How do I check the Time Travel retention setting for a table? Use SHOW TABLES and check the retention_time column in the output. To filter for a specific table, run SHOW TABLES and query the result with a filter on the name column. To check tables where Time Travel has been disabled, filter for retention_time = 0 in the SHOW SCHEMAS or SHOW DATABASES output.
How do I recover a dropped table in Snowflake? Run SHOW TABLES HISTORY to confirm the table is still within its retention window. If it appears in the output and has not expired, run UNDROP TABLE [table_name]. If an object with the same name already exists, rename it first, then run UNDROP. UNDROP restores the table to the state it was in immediately before the DROP command ran.
Can Snowflake recover deleted rows if I don't know the exact deletion time? Yes. Use the STATEMENT parameter with a query ID from the DELETE operation. The query ID is available in the Snowflake Query History UI or through the QUERY_HISTORY table function. Running SELECT … BEFORE(STATEMENT => ‘[query_id]’) returns the data as it existed before that specific statement ran, without requiring a precise timestamp.
Does CREATE OR REPLACE affect Snowflake Time Travel? Yes.

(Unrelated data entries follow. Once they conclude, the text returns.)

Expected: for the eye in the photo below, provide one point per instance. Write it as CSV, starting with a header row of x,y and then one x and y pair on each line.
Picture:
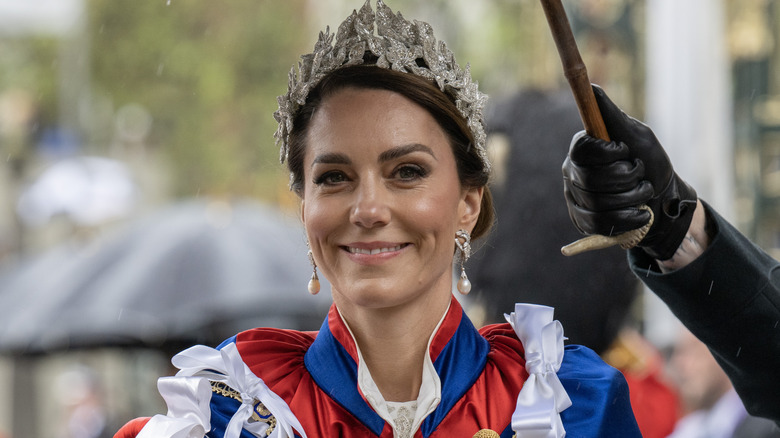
x,y
409,172
330,178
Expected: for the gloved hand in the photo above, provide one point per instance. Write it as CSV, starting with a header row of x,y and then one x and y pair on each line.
x,y
605,183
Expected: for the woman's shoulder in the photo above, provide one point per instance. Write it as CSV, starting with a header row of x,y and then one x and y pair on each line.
x,y
272,354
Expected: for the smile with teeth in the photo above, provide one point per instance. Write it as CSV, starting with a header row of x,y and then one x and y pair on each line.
x,y
374,251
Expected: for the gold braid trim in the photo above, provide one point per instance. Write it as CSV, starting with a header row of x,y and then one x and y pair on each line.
x,y
259,412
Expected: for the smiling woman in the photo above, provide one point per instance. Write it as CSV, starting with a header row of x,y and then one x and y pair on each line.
x,y
384,139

CREATE OR REPLACE creates a new table object, which starts a fresh Time Travel clock. The old table version becomes a separate dropped object with its own retention window. Teams that use CREATE OR REPLACE regularly in their pipelines may need to query SHOW TABLES HISTORY to locate the specific dropped version they want to recover, then use a clone rather than UNDROP.

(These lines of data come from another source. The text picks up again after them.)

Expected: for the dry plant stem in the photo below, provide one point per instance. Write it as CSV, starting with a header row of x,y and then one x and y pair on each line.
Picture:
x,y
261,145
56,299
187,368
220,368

What is the difference between Snowflake Time Travel and Fail-safe? Time Travel is user-controlled. It runs for the configured retention period and allows direct querying, cloning, and UNDROP operations without Snowflake support. Fail-safe activates automatically after Time Travel expires for permanent objects and lasts 7 days. It is Snowflake-controlled and not directly accessible by users. Recovery from Fail-safe requires contacting Snowflake support and is not guaranteed at a specific speed.
How much does Snowflake Time Travel cost? Time Travel storage is charged based on the volume of changed data multiplied by the retention period, not the full table size. Dropped or truncated tables may retain a larger portion of the original data volume. Fail-safe storage is billed at the same rate for the 7-day period after Time Travel expires. The TABLE_STORAGE_METRICS view in INFORMATION_SCHEMA shows a per-table breakdown of active bytes, Time Travel bytes, Fail-safe bytes, and retained clone bytes.